Please explain the output for bitfield 1

Question

#include<stdio.h>

int main(){

    struct value
     { 
      int bit1:1;
      int bit2:4;
      int bit3:4;
     }
   bit ={1,2,2};
   printf("%d %d %d \n",bit.bit1,bit.bit2,bit.bit3);

   return 0;
}

Output : -1 2 2

Hi ,I am not able to understand structure bitfields.How the negative value is coming .

Answer 1

int bits:2;

can store 00(0), 01(1), 10(-2), 11(-1) ^{*Assuming 2s complement system for signed}

unsigned int bits:2;

can store 00(0), 01(1), 10(2), 11(3)

Bit representation of both types that can be represented is same but the interpretation is different.

You are using :1, so it can store 0 or -1, so the negative output. You are trying to store 1, which can not be represented by int :1, so the output is surprising. Takeaway is, don't do that.

Conclusion Almost always use unsigned for bitfield members.

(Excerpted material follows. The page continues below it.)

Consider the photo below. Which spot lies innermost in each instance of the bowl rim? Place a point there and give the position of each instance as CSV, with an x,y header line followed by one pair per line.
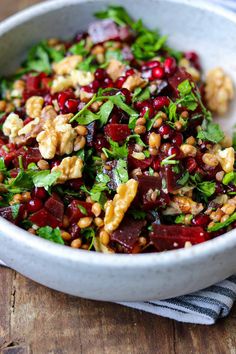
x,y
21,237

Rewrite the structure as:

struct value
{ 
  unsigned int bit1:1;
  unsigned int bit2:4;
  unsigned int bit3:4;
};

Answer 2

bit1 in the structure is of type int. when you don't specify unsigned before int like unsigned int it will be treated as signedinteger! and for bit1 you have mentioned size as 1 bit, that means bit1 can have only 2 values! 0 and 1. when you assigned bit1 with 1, it will print -1 as type is int. as we know, for int variables if the MSB bit it set then it is a negative number! bit2 and bit3 are of size 4 bits, So its value can be ranged from 0 till 15 (0b1111).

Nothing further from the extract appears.